Recent activities center on:
(i) studies of copper-dioxygen chemistry in order to elucidate characteristics of peroxo-dicopper(II) and bis-µ-oxo dicopper(III) complexes, the nature of the equilibrium interconverting them, searching for possible differential reactivity, and examining and probing for new highly reactive higher-valent copper-oxo species.
(ii) developing new copper ion peptide chemistry, using amino acids and peptide sequences which are relevant to copper protein active sites; specific structural motifs will be examined. The research is also aimed to study peptides which bind copper and which have been implicated to be toxic (and effect biological oxidative damage) in Alzheimer’s disease states.
(iii) reactions of copper ion complexes with elemental sulfur, to generate new copper-sulfide species. A reduced tetracopper(I)-sulfide complex facilitates reduction of nitrous oxide in Nature.
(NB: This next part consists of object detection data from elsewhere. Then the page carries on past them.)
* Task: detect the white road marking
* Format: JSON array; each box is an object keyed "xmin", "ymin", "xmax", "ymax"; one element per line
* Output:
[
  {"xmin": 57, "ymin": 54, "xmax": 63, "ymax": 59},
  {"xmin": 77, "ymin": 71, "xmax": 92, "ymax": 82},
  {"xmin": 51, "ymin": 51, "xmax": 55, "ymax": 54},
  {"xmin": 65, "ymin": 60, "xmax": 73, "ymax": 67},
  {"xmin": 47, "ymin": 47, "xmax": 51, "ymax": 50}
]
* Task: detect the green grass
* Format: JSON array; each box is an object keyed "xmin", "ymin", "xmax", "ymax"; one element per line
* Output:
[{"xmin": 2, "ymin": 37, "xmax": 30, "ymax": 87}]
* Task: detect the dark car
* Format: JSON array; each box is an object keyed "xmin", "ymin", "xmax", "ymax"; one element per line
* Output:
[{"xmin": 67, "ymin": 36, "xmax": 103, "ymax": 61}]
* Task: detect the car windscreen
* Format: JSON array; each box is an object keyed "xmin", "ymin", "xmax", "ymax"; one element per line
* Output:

Newly synthesized dicopper(II)-disulfide complexes have been characterized and (e.g., see diagram) and are being used as synthons in the generation of new compounds with copper-sulfide moieties for N2O reactivity studies.
(iv) the further reactions of O²-adducts in heme-copper environments, i.e., iron(III)-peroxo-copper(II) complexes see above), with electron/proton sources. The key step in the cytochrome c oxidase reaction with molecular oxygen is the reductive O-O scission reaction; this step is fundamental to all forms of ‘oxygen-activation’ wherein molecular oxygen is made to be more reactive than it would be otherwise (i.e., towards substrate oxidation) by interaction with reduced metal ions. We have recently achieved O-O cleavage in heme copper chemistry (diagram) and are probing the mechanisms of such reactions.
(v) Nitrogen monoxide (NO; previously usually referred to as nitric oxide) is an important molecule, synthesized in Nature as a signaling agent whose action is initiated by its binding to a metalloenzyme active site. It also is processed as one of a series of nitrogen oxide electron acceptors in dentrifying bacteria. The enzyme NO reductase (NOR) takes two molecules of NO and reduces them to nitrous oxide N2O; the active site for this enzyme is evolutionarily related to cytochrome c oxidase, and possesses a non-heme iron (instead of copper) in close proximity to a porphyrin-iron moiety. As such, we are carrying out studies on NO-reactions with new heme/non-heme diiron complexes, to provide fundamental information concerning NO-binding in such an environment. A major goal is to develop systems which can couple NO molecules and study the mechanisms of such biomimetic reactions.
Peroxynitrite (ONOO¯) is a very toxic highly oxidizing and nitrating species which forms readily from the reaction of NO and O2¯ (superoxide). It is seen to have a critical and deleterious role in biological processes. We are therefore studying its possible formation via metal ion mediated chemistry, i.e., M-NO + O2 ––> peroxynitrite-M, or conversely, M-O2 + NO ––> peroxynitrite-M, processes which may occur in biological systems. Very recently, with either copper or iron complexes, we have been able to demonstrate the viability of such reactions; metal-peroxynitrite complexes we have generated are capable of either oxidation (e.g., hydroxylation) or nitration reactions (diagram). The scope of such chemistry and mechanisms involved are being investigated.